Sam y Lirael miraron en esa dirección sin apreciar señales de que hubiera asentamientos ni embarcaciones en el río. El Renegado describía en ese punto una amplia curva y las riberas formaban altos riscos de piedra rosada que impedían ver con claridad.

—Y también oigo como un rugido —añadió la perra, temblorosa, con las orejas erguidas, desde su puesto en la proa.

—¿Como un rugido de cascadas? —preguntó Lirael, nerviosa. Confiaba en la Exploradora pero no le hacía ninguna gracia tener que sortear cascadas en su barca, ni en ninguna otra.

Sam se puso a su lado, se sujetó de la botavara para no perder el equilibrio e intentó ver el horizonte. Si había algo, estaba oculto detrás de la curva. Observó otra vez las riberas y notó que se elevaban hasta formar verdaderos acantilados; el río se estrechaba y más adelante tendría apenas unos pocos cientos de metros de ancho.

—¡Vale, no pasa nada! —dijo, y al ver la cara de asombro de Lirael tras oír la expresión ancelstierrana, aclaró—: No te preocupes, está todo en orden. Llegamos al Cañón de Puente de Arriba. El río se estrecha mucho y se vuelve muy torrentoso, aunque no tanto como para impedir la navegación. En esta época del año, baja menos caudaloso, de modo que no iremos a mucha velocidad.

—Ah, Puente de Arriba —dijo Lirael, con gran alivio. Había leído acerca del pueblo y había visto un aguafuerte coloreado a mano—. En realidad navegaremos debajo del pueblo, ¿no?

Sam asintió, pensativo. Había estado en el pueblo de Puente de Arriba una sola vez, hacía más de diez años, con sus padres.

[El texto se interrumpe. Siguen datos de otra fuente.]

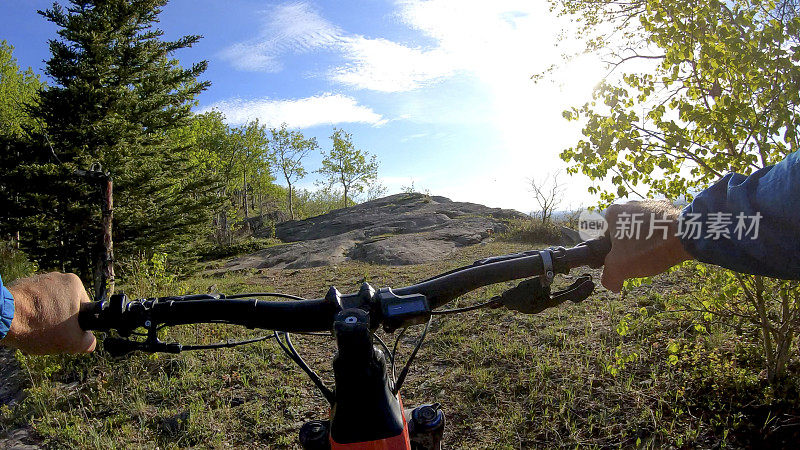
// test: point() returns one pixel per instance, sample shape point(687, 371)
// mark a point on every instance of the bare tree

Entonces habían viajado por tierra, no por el Renegado, pero recordaba que Touchstone le había indicado dónde estaban los guardacostas que patrullaban río arriba, y la balsa que flotaba más allá de Puente de Arriba, donde el río volvía a ensancharse. No sólo mantenían esa parte del Renegado libre de piratas sino que cobraban peaje a los comerciantes. Con toda certeza, Ellimere ya habría dado órdenes a los guardacostas de que lo escoltaran hasta el puerto y lo devolvieran a Belisaere.

Sería una manera de ponerse a salvo, pensó, y entonces la responsabilidad de lo que ocurriera luego recaería en Ellimere. El problema era que tendría que enfrentarse a la discusión con los agentes de policía y eso demoraría todo intento de rescatar a Nick. Por otra parte, estaba seguro de que si eso ocurría, Lirael seguiría sin él.

—Pasamos por debajo, ¿no? —repitió Lirael.

—¿Cómo? —preguntó Sam, que seguía sin saber qué hacer—. Sí… claro. Será mejor que me acueste y me tape con una manta antes de que avistemos el pueblo.

—¿Por qué? —preguntaron Lirael y la Perra Canalla al unísono.

—Porque es un príncipe que ha hecho novillos —bostezó Zapirón avanzando unos pasos y levantándose sobre las patas traseras para ver el horizonte—. Se escapó y su hermana quiere que vuelva para asistir al Festival de Belisaere a interpretar el papel de tonto del verano o algo por el estilo.

—El pájaro del amanecer —lo corrigió Sam, muerto de vergüenza, mientras se ocultaba por debajo de los imbornales.

—¡Cuándo me dijiste que habías partido de Belisaere en busca de Nicholas, pensé que era porque tus padres te habían mandado! —exclamó Lirael adoptando, sin querer, el mismo tono que empleaba cuando regañaba a la Perra Canalla—. Igual que las Clarvis me enviaron a mí. ¿Quieres decir que no tienen ni idea de lo que estás haciendo?

—Pues… no —contestó Sam, manso como un corderito—. Aunque es muy probable que mi padre haya adivinado que he ido a encontrarme con Nick. Si es que se han enterado de que me he ido. Depende del lugar de Ancelstierre en donde estén. Pero pienso explicárselo todo cuando le enviemos mensajes. El único problema es que cabe la posibilidad de que Ellimere haya ordenado a la guardia y a la policía que, si pueden, me devuelvan a Belisaere.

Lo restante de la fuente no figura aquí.